With regard to the abolishment of VAT exemption on importation of small consignments, the new scheme of Import-One-Stop-Shop (IOSS) will be introduced which will be available for taxable persons performing distance sales of imported goods (excluding goods subject to excise duty) or electronic interfaces falling under the deemed supplier provision. IOSS will also be available for taxable persons established in third countries. They will be allowed to opt for the Member State of registration. In case of Hungary -with restricted exceptions-, they will be required to appoint a fiscal representative for the registration. Taxable persons making use of the IOSS may collect the import VAT from the customer upon sales and, in the possession of a valid IOSS VAT identification number, may declare and pay the VAT due by submitting a monthly return. The due date will be the end of the month following the month of declaration. With this simplification measure, the standard procedure for levying the import VAT by the customs authorities can be avoided. Applying IOSS is also recommended for the sake of the customer’s trust as the customers would be fully aware of their import VAT due by the time they finalize their orders.

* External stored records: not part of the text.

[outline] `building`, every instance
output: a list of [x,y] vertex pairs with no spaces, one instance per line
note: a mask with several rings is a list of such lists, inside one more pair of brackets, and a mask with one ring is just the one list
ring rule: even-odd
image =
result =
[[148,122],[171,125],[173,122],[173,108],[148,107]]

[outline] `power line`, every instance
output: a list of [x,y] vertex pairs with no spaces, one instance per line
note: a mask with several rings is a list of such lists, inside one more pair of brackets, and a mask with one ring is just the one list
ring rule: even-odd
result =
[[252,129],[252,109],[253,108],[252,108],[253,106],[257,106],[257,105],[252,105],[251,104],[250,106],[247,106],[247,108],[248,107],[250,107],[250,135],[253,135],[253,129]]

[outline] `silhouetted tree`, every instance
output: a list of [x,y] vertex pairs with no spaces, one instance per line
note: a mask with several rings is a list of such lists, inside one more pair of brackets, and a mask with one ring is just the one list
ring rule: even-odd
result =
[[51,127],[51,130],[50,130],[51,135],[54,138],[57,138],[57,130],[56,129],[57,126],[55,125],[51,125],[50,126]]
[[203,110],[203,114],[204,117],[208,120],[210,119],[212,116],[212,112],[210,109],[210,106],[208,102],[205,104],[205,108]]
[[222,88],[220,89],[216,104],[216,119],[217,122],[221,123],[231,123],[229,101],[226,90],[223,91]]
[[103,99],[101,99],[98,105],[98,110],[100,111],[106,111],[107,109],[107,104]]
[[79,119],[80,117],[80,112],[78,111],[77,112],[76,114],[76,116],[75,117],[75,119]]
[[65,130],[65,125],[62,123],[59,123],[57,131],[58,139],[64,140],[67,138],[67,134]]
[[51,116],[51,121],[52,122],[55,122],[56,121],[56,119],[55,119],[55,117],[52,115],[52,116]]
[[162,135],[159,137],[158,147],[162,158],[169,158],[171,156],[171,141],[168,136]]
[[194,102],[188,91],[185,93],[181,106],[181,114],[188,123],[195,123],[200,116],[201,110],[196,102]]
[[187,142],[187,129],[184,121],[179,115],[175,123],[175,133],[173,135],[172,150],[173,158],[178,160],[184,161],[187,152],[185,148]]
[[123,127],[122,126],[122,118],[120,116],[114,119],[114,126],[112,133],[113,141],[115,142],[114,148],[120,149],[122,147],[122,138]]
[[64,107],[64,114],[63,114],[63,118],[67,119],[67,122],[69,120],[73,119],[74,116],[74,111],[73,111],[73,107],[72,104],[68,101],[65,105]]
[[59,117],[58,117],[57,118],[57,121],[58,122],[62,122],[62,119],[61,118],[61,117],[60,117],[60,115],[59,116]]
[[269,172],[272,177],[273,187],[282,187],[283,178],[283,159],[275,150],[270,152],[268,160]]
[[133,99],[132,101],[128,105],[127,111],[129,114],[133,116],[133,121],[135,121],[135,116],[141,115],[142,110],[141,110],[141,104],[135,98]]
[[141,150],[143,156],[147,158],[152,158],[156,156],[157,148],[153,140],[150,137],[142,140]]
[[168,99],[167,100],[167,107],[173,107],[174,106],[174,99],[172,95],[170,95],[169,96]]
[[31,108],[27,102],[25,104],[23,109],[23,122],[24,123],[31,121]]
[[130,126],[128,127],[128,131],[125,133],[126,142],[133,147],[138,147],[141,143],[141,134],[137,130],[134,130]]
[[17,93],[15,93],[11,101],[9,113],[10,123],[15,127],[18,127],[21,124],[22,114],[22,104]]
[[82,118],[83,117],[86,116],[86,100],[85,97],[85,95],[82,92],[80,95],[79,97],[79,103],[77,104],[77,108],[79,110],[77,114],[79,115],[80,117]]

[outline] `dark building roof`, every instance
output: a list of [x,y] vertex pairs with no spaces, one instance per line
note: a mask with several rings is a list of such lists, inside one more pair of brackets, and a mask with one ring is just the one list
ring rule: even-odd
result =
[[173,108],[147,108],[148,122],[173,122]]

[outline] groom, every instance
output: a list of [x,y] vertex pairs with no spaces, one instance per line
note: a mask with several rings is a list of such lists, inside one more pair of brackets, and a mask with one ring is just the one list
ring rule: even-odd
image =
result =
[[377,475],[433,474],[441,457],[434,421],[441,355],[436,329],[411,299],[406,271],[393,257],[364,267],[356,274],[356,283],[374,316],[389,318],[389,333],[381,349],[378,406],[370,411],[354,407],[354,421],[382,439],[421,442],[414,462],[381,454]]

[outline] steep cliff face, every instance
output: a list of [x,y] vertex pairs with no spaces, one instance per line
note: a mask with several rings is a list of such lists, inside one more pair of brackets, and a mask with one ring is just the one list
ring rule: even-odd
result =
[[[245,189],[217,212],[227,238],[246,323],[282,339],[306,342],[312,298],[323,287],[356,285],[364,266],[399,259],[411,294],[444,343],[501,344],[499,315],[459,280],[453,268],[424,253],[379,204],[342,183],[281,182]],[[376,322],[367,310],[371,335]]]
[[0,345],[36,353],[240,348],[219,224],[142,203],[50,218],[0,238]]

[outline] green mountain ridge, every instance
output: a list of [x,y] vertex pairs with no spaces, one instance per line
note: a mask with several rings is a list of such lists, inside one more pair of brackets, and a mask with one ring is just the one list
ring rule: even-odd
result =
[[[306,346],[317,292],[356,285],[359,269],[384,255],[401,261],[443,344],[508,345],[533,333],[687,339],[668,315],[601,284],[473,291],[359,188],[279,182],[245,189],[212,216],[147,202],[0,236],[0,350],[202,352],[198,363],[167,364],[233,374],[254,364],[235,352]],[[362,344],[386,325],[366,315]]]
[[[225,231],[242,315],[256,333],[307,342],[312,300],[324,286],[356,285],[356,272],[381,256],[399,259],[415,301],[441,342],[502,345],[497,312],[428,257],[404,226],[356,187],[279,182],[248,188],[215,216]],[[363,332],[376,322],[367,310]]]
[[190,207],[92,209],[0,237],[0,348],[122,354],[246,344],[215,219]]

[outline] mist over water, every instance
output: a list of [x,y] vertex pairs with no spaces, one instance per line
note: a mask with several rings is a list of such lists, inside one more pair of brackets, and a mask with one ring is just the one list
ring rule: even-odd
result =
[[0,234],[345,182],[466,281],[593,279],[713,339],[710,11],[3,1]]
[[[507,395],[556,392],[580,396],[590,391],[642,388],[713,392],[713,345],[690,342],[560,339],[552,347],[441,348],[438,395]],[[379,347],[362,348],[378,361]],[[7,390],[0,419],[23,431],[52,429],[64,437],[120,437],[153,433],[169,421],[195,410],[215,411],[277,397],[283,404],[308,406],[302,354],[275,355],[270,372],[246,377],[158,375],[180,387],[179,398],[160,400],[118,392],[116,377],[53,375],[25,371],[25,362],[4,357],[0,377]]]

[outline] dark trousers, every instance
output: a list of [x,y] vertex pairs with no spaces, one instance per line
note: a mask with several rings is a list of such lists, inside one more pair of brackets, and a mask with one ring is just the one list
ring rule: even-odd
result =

Involving postal operators in the collection of VAT
In cases where the goods are released into free circulation in the Member State of destination and the conditions for applying IOSS are otherwise met, the new regulations will allow postal operators (i.e. post offices, express carriers, other customs agents) to conclude special arrangements with the authorities upon which the import VAT will be collected from the customer by the postal operator. Under special arrangements, the postal operator will declare and pay the amount of VAT collected monthly. Postal operators making use of the special arrangements will be subject to record-keeping obligation. The records to be held by them will contain all the taxable transactions, including cases where the consignment was rejected by the customer. Please note that the special arrangements will only be sufficient for collecting the VAT amount at the standard rate (27% in Hungary).